A dominant position – or an emerging one?
It may be too early to say Nvidia has complete dominance over robotics, but its influence is clearly growing.
Few other chipmakers have developed such a comprehensive, robotics-specific ecosystem.
Companies such as Infineon and NXP have recently signaled increased interest in robotics, particularly in areas such as real-time processing, safety systems and edge computing.

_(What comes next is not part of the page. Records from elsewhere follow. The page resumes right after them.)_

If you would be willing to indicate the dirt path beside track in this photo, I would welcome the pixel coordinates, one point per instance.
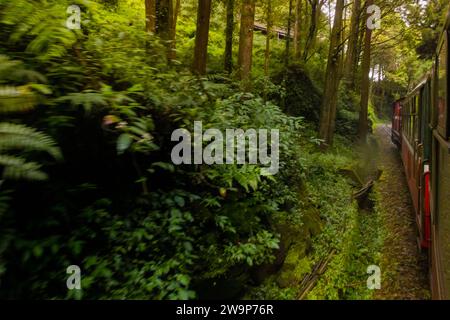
(403, 269)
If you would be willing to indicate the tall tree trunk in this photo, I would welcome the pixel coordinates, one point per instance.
(164, 23)
(173, 30)
(316, 7)
(150, 15)
(329, 103)
(352, 51)
(228, 56)
(201, 36)
(363, 126)
(269, 24)
(164, 16)
(288, 39)
(246, 41)
(297, 26)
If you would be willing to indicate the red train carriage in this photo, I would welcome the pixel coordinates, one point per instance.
(421, 129)
(397, 122)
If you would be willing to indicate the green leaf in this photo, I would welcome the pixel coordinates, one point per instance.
(124, 142)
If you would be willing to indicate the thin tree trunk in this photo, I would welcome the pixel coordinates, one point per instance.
(316, 7)
(173, 36)
(201, 37)
(329, 103)
(164, 20)
(288, 40)
(150, 15)
(365, 83)
(228, 56)
(246, 41)
(269, 23)
(297, 25)
(352, 51)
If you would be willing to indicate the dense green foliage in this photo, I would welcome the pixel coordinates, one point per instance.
(87, 179)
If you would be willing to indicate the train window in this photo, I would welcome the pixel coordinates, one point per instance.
(442, 88)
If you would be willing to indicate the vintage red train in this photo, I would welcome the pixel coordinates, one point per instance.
(421, 130)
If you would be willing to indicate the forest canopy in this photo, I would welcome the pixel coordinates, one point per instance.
(91, 92)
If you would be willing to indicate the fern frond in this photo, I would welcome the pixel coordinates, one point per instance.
(16, 99)
(16, 136)
(17, 169)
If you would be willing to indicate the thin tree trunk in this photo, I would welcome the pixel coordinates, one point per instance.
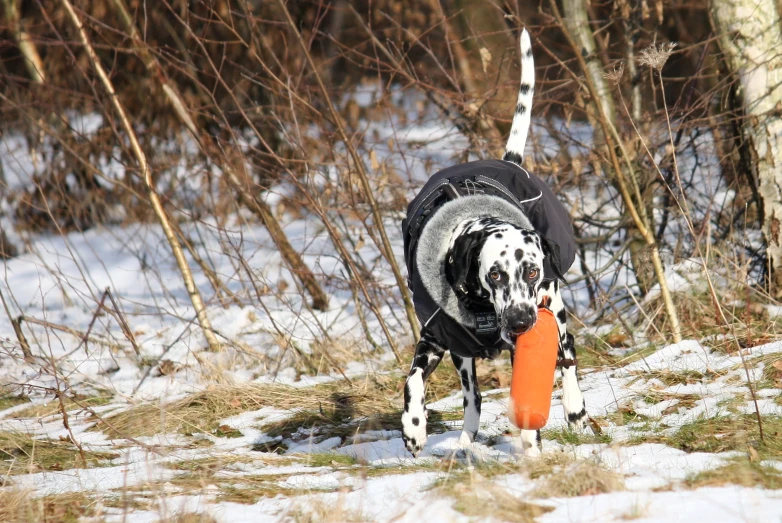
(384, 245)
(751, 38)
(239, 180)
(168, 230)
(580, 36)
(32, 60)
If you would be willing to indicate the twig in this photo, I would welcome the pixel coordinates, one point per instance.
(184, 268)
(385, 244)
(16, 323)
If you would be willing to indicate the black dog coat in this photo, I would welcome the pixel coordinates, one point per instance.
(484, 188)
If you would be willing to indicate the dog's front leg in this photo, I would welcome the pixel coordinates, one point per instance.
(572, 398)
(472, 397)
(428, 354)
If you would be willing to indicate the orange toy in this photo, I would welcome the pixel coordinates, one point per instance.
(532, 381)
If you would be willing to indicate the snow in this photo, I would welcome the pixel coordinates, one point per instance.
(60, 280)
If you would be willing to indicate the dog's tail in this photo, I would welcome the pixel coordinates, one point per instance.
(514, 150)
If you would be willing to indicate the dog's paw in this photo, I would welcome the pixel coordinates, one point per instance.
(532, 452)
(414, 431)
(466, 438)
(577, 421)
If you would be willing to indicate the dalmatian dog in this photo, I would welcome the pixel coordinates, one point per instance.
(486, 243)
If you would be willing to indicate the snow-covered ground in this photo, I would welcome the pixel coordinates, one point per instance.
(301, 442)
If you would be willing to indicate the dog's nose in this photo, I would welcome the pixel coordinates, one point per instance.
(519, 320)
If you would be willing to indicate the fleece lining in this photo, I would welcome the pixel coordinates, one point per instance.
(435, 241)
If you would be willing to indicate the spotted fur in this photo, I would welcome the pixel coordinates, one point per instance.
(497, 260)
(514, 150)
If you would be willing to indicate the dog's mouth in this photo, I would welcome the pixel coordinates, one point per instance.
(510, 336)
(511, 330)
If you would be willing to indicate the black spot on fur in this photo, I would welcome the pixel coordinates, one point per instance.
(511, 156)
(465, 379)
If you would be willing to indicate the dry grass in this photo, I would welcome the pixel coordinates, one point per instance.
(190, 517)
(566, 436)
(52, 407)
(729, 433)
(19, 506)
(740, 472)
(202, 412)
(23, 454)
(319, 511)
(579, 478)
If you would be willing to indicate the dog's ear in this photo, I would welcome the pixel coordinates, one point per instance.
(461, 258)
(551, 253)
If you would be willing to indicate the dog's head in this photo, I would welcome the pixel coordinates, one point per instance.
(497, 262)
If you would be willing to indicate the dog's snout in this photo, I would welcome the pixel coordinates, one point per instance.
(519, 320)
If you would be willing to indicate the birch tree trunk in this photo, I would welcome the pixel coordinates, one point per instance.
(751, 38)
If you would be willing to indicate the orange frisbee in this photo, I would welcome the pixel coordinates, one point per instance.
(532, 381)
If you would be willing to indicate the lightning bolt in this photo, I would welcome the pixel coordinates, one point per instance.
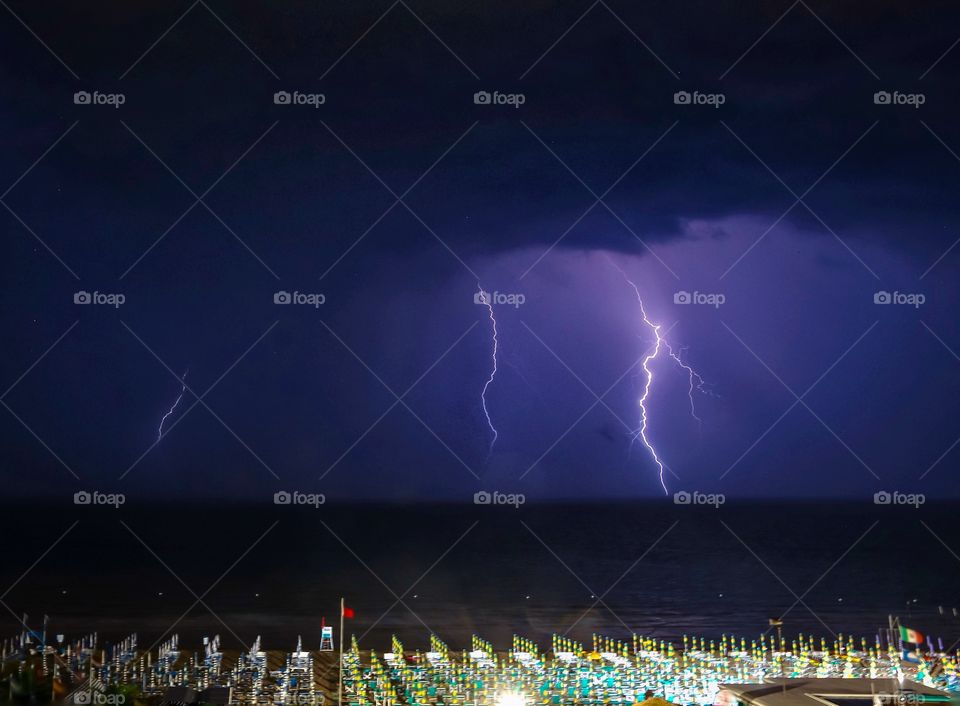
(175, 404)
(696, 382)
(486, 300)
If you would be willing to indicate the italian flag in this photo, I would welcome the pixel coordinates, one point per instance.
(908, 635)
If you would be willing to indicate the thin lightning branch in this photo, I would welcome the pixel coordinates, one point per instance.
(695, 382)
(486, 299)
(661, 344)
(183, 382)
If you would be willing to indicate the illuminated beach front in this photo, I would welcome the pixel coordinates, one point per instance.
(605, 671)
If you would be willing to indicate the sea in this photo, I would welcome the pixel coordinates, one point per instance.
(657, 569)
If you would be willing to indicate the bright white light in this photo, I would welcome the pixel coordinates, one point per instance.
(511, 699)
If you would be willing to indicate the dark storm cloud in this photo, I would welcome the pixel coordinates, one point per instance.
(800, 99)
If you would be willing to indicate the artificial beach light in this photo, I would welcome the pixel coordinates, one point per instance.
(511, 698)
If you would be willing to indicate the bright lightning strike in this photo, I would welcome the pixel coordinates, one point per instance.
(183, 382)
(485, 298)
(696, 382)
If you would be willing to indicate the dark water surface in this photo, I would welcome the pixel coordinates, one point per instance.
(488, 570)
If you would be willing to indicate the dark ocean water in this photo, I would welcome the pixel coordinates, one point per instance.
(479, 569)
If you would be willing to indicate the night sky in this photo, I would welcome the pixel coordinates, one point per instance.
(798, 200)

However, their efforts remain more fragmented compared to Nvidia’s integrated approach.
The contrast is reminiscent of earlier shifts in computing.
Just as some observers argue that Intel was slow to adapt to the rise of mobile computing – allowing competitors to gain ground – there is a growing sense that parts of the semiconductor industry may have underestimated the importance of robotics.
Nvidia, by contrast, appears to have embraced the sector early, investing not just in hardware but in the broader software and developer ecosystem required to support it.
A lesson for the industry?
Nvidia’s rise has been driven by multiple factors, including gaming, AI training, and – at one point – demand from cryptocurrency mining.
But robotics represents something different: a long-term industrial transformation rather than a cyclical market.
By building tools specifically for robotics developers and fostering a broad ecosystem of partners, Nvidia has positioned itself at the center of what it calls “physical AI” – the convergence of artificial intelligence and machines operating in the real world.
Whether that position translates into lasting dominance remains to be seen.
What is clear is that robotics is no longer a niche sector. As AI capabilities expand, more industries are adopting automation, and more companies are building robots of increasing sophistication.
If that trend continues, the question may not be whether Nvidia leads the robotics industry, but how far ahead it can stay – and whether its competitors can close the gap before the next wave of automation fully takes hold.